EVERETT — How can Washington have one system for medical marijuana and another system with separate rules and taxes for recreational marijuana?
That’s one question people are asking at a series of statewide meetings the state Liquor Control Board is holding on the rules that will regulate recreational marijuana production and sales.
It’s a question the Legislature will have to answer, Liquor Board Chair Sharon Foster said at Tuesday’s meeting in Everett.

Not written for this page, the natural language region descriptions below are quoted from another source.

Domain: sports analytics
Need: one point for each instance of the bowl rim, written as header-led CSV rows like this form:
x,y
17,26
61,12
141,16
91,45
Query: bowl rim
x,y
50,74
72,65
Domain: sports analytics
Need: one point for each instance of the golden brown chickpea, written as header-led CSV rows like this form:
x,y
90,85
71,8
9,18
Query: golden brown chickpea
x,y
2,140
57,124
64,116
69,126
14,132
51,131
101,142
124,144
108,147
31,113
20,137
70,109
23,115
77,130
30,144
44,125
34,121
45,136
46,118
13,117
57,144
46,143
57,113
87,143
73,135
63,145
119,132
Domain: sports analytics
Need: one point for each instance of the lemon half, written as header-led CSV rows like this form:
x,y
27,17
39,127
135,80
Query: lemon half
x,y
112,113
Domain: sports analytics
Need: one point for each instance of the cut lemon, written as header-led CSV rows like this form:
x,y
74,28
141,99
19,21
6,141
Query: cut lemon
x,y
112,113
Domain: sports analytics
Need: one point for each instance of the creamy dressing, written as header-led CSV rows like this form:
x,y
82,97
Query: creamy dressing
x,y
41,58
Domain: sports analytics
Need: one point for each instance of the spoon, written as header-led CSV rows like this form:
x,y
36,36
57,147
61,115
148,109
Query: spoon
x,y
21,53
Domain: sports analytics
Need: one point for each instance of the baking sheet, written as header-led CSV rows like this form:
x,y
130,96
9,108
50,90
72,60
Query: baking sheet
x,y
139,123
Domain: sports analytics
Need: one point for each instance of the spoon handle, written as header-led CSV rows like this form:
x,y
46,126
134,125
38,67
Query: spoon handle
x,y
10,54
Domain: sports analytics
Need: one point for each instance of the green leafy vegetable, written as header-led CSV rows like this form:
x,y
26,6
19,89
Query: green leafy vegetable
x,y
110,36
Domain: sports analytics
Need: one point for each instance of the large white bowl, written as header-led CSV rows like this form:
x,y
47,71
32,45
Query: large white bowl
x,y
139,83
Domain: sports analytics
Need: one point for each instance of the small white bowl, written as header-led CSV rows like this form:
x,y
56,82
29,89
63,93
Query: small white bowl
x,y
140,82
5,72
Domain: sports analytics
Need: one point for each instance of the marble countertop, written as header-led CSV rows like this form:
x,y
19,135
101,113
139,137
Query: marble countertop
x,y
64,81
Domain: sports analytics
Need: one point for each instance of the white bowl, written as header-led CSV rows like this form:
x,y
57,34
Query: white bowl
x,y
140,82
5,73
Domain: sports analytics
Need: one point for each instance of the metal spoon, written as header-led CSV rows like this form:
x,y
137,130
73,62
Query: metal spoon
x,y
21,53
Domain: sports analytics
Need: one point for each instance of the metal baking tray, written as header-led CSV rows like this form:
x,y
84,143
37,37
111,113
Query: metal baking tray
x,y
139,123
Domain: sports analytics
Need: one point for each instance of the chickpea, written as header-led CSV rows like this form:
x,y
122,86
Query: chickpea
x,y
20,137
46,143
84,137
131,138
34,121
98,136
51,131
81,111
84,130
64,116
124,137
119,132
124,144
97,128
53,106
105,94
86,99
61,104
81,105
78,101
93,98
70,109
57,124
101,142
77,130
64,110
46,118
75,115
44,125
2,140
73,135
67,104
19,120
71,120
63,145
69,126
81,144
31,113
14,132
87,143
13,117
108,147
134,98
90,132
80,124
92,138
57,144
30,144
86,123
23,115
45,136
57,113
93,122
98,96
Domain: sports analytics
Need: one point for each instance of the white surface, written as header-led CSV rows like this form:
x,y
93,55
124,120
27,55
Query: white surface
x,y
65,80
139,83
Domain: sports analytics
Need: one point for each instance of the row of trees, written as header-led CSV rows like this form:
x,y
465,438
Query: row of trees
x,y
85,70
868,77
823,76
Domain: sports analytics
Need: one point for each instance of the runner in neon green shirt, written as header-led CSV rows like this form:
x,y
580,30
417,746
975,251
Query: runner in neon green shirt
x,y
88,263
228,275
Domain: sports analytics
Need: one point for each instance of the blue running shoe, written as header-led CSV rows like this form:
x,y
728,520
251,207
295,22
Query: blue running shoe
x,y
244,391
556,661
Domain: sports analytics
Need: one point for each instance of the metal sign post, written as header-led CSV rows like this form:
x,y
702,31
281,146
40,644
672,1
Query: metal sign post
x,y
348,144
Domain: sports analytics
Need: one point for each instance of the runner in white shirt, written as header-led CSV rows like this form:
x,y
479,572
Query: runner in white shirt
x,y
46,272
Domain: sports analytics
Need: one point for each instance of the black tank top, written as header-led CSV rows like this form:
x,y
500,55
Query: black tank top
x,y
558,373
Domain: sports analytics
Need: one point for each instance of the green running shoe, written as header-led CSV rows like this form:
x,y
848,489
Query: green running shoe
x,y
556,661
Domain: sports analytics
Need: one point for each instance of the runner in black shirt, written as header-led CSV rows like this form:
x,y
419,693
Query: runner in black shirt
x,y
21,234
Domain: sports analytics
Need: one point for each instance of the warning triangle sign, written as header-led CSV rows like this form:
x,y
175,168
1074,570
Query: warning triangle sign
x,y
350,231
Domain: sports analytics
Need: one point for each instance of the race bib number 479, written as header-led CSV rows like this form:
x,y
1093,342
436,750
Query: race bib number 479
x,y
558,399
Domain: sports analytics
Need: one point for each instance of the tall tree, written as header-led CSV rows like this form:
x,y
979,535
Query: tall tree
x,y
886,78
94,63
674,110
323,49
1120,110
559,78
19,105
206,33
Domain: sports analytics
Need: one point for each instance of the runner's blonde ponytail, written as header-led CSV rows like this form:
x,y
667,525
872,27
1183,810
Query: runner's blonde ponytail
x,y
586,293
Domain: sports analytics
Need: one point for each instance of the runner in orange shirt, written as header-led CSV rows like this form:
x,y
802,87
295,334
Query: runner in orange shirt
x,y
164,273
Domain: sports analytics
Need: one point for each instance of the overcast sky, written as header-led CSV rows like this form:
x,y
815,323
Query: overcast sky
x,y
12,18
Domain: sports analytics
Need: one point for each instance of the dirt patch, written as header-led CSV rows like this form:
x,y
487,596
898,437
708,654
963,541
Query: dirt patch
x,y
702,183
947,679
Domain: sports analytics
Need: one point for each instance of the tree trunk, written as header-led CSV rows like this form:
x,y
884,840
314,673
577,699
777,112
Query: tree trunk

The board is working with the departments of health and revenue, to try to come up with recommendations to the Legislature on how to resolve the taxing issue, The Daily Herald reported Wednesday.
Another meeting was held Tuesday evening in Seattle. Two more hearings are being held Wednesday in Olympia and Ellensburg. A fifth and final hearing will be Thursday in Spokane.
The hearings are part of the process for implementing Initiative 502, which was approved by voters in November to legalize marijuana for adults. The Liquor Control Board will regulate growing, distributing and selling marijuana in stores that could open early next year — unless the Justice Department intervenes.
Pot remains illegal federally, and the DOJ could sue to try to block the licensing structures in Washington and Colorado from taking effect.
“Anything we would say about federal law would be speculation,” Foster said.
“There is a problem not having a clearer signal from the feds,” said Chris Marr, a member of the liquor control board.
The concern raised at the latest round of public hearings is that taxes could make pot store marijuana more expensive than marijuana sold in medical dispensaries or in illegal street sales.
Other people at the Everett meeting were interested in business opportunities.
Jason Bess of Lynnwood said he came to the hearing to get more information on the production, processing and licensing of marijuana because he plans to start a business growing the crop.
“This is a new era for the country,” he said. “In five years, every single state will have marijuana.”
Matt Barron of Everett also wants to be in the right position to profit.
“This is like a lottery,” he said. “Who’s lucky enough to get a license? I want to be prepared.”